I've spent a lot of time in airports and on airplanes recently. I can't remember the last smooth flight I was on that wasn't heaving and lurching while we were outracing a storm and I was questioning whether my stomach was going to hold back the greasy, bland, room temperature airport food I'd just thrown down. In fact, as I'm writing this, I'm listening to bad Huey Lewis piped overhead music competing against CNN reports blaring on overhead TVs, waiting to win the C19 gate boarding lottery.

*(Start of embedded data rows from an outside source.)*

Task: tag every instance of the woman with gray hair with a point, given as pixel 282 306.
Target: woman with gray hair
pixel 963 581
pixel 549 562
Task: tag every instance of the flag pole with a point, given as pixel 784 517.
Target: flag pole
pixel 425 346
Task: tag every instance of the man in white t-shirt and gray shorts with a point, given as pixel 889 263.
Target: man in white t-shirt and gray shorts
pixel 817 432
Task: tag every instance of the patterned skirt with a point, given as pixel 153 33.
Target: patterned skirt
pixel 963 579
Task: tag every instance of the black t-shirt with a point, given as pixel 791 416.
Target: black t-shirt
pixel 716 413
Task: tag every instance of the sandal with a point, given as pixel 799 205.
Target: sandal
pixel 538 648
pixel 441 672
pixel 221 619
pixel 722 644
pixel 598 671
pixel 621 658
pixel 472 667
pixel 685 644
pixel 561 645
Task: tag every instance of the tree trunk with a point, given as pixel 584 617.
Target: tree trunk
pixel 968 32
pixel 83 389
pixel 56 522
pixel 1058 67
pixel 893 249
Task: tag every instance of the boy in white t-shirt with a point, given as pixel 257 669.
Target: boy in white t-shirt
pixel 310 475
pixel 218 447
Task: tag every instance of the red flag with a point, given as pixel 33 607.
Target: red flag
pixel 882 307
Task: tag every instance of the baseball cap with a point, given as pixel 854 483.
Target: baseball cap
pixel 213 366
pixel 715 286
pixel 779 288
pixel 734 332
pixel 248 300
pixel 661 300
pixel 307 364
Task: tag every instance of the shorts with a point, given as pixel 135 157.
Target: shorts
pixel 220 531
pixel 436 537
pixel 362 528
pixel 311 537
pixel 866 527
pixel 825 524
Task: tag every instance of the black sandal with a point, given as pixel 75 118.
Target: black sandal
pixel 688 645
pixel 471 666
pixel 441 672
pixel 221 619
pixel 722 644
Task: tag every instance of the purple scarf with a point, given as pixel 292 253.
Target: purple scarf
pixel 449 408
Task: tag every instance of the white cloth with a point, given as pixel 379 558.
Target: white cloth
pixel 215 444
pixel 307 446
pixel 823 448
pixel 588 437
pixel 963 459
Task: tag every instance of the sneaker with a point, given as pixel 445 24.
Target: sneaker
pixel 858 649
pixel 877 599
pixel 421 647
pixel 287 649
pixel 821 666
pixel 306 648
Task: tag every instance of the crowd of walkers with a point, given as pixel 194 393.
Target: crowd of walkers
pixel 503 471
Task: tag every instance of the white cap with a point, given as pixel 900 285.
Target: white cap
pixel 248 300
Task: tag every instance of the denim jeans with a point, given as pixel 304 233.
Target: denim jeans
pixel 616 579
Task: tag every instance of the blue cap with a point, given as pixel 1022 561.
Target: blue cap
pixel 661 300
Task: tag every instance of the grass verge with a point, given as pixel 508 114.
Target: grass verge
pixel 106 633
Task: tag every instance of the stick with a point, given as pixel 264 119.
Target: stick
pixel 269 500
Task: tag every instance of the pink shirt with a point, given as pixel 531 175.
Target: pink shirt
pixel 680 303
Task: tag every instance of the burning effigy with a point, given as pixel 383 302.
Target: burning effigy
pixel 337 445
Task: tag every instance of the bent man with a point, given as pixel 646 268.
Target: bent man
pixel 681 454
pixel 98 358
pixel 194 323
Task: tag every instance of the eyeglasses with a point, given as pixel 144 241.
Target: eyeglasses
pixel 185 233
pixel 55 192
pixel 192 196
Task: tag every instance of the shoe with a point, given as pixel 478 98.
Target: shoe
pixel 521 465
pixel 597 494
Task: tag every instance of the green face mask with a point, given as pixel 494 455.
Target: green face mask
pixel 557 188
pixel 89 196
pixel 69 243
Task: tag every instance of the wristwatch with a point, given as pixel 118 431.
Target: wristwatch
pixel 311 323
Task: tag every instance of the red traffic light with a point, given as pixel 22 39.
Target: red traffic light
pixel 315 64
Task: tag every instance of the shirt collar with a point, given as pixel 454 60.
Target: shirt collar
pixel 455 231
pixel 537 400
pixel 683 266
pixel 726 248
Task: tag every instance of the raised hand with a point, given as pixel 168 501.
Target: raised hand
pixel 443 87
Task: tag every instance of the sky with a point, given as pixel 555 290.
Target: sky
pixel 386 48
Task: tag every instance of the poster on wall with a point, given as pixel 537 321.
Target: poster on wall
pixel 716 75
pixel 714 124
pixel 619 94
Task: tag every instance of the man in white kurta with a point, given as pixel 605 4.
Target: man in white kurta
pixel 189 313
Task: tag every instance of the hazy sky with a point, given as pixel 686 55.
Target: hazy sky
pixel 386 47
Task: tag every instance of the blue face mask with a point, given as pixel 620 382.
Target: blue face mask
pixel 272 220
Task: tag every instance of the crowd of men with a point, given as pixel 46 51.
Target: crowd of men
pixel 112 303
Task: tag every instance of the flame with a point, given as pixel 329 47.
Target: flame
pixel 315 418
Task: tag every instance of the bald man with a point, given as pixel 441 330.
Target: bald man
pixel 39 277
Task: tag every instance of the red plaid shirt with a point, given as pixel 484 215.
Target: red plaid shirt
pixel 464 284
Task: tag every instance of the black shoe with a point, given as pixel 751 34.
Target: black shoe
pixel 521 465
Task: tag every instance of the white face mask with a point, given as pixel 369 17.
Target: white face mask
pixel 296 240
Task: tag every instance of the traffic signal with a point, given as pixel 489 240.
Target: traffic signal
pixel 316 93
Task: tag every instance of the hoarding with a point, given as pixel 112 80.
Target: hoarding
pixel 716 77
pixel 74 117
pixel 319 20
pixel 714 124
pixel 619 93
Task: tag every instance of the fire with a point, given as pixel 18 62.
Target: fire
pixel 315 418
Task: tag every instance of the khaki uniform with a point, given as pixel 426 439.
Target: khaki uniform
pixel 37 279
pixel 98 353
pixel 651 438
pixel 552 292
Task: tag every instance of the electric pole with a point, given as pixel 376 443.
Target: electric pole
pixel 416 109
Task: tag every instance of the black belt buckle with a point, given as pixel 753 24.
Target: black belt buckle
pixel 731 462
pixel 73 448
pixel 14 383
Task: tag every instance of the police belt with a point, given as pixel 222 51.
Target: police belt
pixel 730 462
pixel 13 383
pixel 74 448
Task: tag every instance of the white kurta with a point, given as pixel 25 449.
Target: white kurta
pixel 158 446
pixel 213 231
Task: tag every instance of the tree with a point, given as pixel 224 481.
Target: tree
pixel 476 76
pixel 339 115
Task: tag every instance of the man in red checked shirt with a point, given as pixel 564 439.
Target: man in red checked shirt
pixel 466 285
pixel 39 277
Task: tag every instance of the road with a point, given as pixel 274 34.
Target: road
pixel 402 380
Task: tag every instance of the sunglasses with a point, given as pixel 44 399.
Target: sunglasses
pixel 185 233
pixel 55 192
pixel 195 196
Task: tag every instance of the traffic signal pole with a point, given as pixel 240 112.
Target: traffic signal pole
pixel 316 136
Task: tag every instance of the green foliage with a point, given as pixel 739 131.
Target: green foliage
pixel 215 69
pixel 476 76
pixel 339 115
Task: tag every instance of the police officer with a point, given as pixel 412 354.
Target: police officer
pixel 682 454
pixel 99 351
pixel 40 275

In my brief existence, airports have come in and out of my life a lot. They are a necessary evil of liking to be in new places. Yet beyond that, I've somehow landed in jobs that have required it. I've never loved the getting to and from places travel. Everyone is angry or at best, weary. Flights are packed to the gills, the seats are always broken, and they are so often late that it's a pleasant surprise when they're not. And don't even get me started on the ridiculousness of having to take off my shoes (cursing that damn Richard Reid to bad places for eternity) just to be able to plod through security in a feeble attempt for us all to act like that makes any of us even remotely safer. (Hey TSA, here's a thought - how about we start inspecting shipment after shipment of cargo freighters registered in Libya at the damn ports instead of worrying about my frigging flip flops!)
So while I'll never be Ryan Bingham, I've come to a bit of a resigned peace to the whole airport experience. Maybe I've done this enough, that the travel weariness is something I can now just take in stride. Whatever it is, this trip I started to really pay attention to the people around me. For example, the girl over there in the corner by her luggage, sobbing on the phone as she's saying goodbye to her boyfriend; the middle-aged couple staring at each other with steely looks, angry at each other over something seemingly important in the moment but not wanting to make a scene enough to address it in front of everyone by a gate; the old man wearing stark white tennis shoes contentedly reading his USA Today; the two men in the restaurant who added up their totals to learn they had more money left on their per diem so each ordered an extravagant dessert; the 21 year old girl chatting loudly at the bar that she's on her way to Phoenix meet a 36 year old man she met on the internet while the other patrons goad her on to tell them more; and even the hilarity of a woman practically on her knees begging the pimply faced 17 year old Cinnabon guy not to close so she could get her diabetic coma-inducing ration of sugared icing.
This is the fabric of an airport. Everyone coming from all over, going to all over, meeting and interacting for the briefest of moments and then disappearing. It's a fascinating thing to watch
But I can't tell you how content I feel that my own phone call is not to say goodbye, but a call to say I'm coming home. Airports are a means to an end. And right now I'm pretty confident my destination is the best in the world.
Take me home, Larry the Lynx. It's time to say O-bye-o.
1 comment:
Well written, Jen. And not one note of fear about all the flying, unlike my most recent post where I talk about how completely insane I am. I'm fying for the first time in EIGHT years on Saturday. Would rather skip it.